Heureusement, le non-dit livre plus de l’amour que cette parole, si controuvée et si conforme au triste air du temps. En effet, lorsque l’autre experte de l’hypercontrôle qu’est Anna qui a prévu la chambre d’hôtel aussitôt après l’annonce des résultats du test ADN, découvre qu’ils ne sont pas frère et sœur – deus ex machina trop facile pour assurer une fin heureuse –, contre toute attente, elle s’enfuit. Certes, parce qu’elle n’est pas prête à se déshabituer à voir en Erwan son demi-frère ; mais aussi parce que, au fond d’elle-même, elle sait que l’amour ne se réduit pas au sexe et que la rencontre des corps ne fait sens que lorsqu’elle exprime la communion des cœurs.

Par ailleurs, de même qu’il ne peut tenir jusqu’au bout cette confusion du sexe et de l’amour, de même le film balbutie une espérance dans le personnage du « Ravi ». Didier, dont l’innocence ne comprend rien à ces secrets et mensonges, est le seul homme qui à la fois ose dire son amour – voire,en costume de Zorro, conquérir sa belle – et assume sa paternité au point de prendre les devants sur la mère.
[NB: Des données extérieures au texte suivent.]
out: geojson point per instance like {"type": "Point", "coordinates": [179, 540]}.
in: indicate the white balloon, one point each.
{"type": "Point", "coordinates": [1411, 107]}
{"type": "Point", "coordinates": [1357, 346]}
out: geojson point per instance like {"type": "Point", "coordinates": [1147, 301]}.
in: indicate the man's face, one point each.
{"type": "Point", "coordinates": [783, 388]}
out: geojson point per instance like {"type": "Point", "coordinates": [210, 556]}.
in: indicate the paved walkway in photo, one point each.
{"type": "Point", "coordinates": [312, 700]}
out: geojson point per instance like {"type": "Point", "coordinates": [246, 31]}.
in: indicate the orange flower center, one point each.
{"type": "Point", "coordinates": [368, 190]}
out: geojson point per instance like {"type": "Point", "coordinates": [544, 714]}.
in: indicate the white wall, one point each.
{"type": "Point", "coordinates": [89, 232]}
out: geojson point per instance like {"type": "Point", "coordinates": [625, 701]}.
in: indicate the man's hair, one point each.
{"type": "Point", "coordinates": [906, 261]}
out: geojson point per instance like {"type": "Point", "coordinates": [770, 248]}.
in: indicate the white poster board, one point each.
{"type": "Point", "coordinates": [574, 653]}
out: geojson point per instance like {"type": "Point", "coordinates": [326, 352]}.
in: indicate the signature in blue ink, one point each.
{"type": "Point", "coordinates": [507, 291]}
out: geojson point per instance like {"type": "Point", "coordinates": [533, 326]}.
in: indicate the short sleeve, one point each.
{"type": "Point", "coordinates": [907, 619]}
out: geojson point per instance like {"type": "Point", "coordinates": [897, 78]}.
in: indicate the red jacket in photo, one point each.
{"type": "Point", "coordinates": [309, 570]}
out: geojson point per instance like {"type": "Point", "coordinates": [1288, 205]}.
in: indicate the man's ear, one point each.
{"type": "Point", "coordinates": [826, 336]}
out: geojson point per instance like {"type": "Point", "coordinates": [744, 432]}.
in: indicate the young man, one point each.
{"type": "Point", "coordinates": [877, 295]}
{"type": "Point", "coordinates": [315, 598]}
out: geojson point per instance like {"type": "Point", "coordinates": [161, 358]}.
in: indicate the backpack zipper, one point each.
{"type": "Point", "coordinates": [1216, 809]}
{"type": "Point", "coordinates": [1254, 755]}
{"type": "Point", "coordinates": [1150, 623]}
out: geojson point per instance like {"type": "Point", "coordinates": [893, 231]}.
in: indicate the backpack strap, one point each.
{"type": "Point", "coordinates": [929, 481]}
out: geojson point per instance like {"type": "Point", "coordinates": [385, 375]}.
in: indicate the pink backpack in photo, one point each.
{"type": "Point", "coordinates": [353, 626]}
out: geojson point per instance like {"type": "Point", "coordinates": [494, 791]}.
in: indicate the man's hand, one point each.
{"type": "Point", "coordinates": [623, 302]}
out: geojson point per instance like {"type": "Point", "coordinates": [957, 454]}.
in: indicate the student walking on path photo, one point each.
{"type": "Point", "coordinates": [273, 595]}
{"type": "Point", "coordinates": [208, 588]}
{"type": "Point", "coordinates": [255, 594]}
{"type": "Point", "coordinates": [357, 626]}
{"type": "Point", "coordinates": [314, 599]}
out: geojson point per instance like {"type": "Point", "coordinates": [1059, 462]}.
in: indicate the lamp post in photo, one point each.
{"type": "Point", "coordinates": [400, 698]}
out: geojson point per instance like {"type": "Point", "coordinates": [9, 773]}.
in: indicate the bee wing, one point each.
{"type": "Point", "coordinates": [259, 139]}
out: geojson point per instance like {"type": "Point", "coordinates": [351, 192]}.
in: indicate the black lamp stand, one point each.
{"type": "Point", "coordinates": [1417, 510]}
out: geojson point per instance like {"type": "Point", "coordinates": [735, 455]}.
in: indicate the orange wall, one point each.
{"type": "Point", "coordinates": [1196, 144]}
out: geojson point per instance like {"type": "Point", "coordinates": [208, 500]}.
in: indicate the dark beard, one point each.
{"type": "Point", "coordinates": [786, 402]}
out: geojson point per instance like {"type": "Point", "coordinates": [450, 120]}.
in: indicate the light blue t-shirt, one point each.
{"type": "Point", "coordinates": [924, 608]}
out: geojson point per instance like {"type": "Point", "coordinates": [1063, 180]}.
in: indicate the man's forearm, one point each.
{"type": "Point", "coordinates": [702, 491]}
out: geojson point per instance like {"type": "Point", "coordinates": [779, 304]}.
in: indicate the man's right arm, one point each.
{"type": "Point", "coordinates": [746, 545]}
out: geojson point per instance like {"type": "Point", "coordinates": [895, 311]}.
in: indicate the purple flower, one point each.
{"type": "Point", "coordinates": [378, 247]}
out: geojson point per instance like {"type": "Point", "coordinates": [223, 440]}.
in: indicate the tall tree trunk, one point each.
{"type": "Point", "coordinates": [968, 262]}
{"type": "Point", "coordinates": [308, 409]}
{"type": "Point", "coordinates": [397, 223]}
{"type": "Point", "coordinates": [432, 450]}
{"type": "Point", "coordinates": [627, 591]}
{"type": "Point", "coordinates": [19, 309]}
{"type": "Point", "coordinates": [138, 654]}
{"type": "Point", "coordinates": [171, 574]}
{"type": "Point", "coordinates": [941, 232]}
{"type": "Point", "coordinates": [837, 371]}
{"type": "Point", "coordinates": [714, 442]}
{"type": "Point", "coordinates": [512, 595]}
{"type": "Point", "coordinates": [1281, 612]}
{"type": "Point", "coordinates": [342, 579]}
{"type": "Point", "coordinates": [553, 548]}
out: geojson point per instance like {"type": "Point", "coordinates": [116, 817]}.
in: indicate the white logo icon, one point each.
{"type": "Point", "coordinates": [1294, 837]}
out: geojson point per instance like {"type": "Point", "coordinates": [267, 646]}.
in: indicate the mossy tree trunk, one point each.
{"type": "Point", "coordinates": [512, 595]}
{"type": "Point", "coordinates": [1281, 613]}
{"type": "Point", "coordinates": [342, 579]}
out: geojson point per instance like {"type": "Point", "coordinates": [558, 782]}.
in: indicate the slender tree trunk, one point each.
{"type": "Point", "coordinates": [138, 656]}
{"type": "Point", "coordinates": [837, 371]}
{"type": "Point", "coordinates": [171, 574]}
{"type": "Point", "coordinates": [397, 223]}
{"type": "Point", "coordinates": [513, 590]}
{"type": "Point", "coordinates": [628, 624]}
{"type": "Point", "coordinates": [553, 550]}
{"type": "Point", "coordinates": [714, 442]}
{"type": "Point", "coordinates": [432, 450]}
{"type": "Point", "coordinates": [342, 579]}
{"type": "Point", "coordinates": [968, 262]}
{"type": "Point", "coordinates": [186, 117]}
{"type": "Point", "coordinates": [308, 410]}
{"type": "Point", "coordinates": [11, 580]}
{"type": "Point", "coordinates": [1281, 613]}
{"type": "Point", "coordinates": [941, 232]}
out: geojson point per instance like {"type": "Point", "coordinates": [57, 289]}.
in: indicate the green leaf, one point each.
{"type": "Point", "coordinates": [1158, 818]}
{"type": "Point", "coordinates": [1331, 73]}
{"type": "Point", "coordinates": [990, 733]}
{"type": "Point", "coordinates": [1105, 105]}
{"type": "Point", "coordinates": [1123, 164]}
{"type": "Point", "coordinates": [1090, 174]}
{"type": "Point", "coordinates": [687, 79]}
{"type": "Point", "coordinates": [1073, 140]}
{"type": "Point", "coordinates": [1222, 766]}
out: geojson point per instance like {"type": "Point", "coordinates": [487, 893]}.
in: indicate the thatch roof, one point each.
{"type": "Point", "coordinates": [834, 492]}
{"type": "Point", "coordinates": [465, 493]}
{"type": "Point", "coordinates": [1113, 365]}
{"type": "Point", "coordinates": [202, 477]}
Comme dans les Petits mouchoirs (Guillaume Canet, 2010), autre comédie bien contemporaine qui tend à notre civilisation un miroir – et un mouchoir, tant il est peu drôlatique –, la lumière vient d’un marginal (là, le guitariste au look « Jésus » qui, seul dans cette galerie-galère de quadras narcissiques en pleine CMV, pense à l’autre et apporte une trop brève sérénité). Francis Veber (Le dîner de cons, Le placard, Tais-toi !, etc.), qui demeure pour moi notre meilleur cinéaste comique français vivant, a compris toute la ressource cachée dans l’innocence salvifique de ces François Pignon. Mais ici, nous rions de Didier plus que, par lui, nous n’apprenons à rire de nous…

Pascal Ide

ErwanGourmelon (François Damiens), breton taiseux, dirige avec courage et énergie une équipe de démineurs chargés de missions à haut risque, surtout lorsque, sur les conseils de sa filleJuliette (Alice de Lencquesaing), il embauche un jeune, Didier (Estéban), qui oublie de recharger les batteries des robots chargés de détecter les bombes laissées pendant la deuxième guerre mondiale. Accompagnant Juliette, qui, enceinte de père inconnu, fait un test ADN, il apprend alors du médecin que le père qui l’a élevé n’est pas son père biologique. Il aime et aide celui-ci, Bastien (Guy Marchand), qui, en retour, s’inquiète du célibat prolongé de son fils. Après une phase de déni, Erwan demande à un détective privé de retrouver son géniteur. Sans dévoiler son identité, il fait connaissance de Joseph Levkine (André Wilms), un vieux Juif gauchiste attendrissant qui a connu Jean-Paul Sartre. En même temps, il croise par hasard à deux reprises Anna (Cécile de France), médecin sans détour, dont il tombe amoureux et qui n’est pas insensible à sa tentative de séduction. Or, en rendant visite à Joseph, Erwan réalise qu’Anna est la fille de Joseph, donc sa demi-sœur… Si l’on ajoute que Didier le simplet s’avère être le père de son futur petit-fils, nous sommes face à un paquet de nœuds autrement plus malaisés à dénouer que ceux des marins bretons.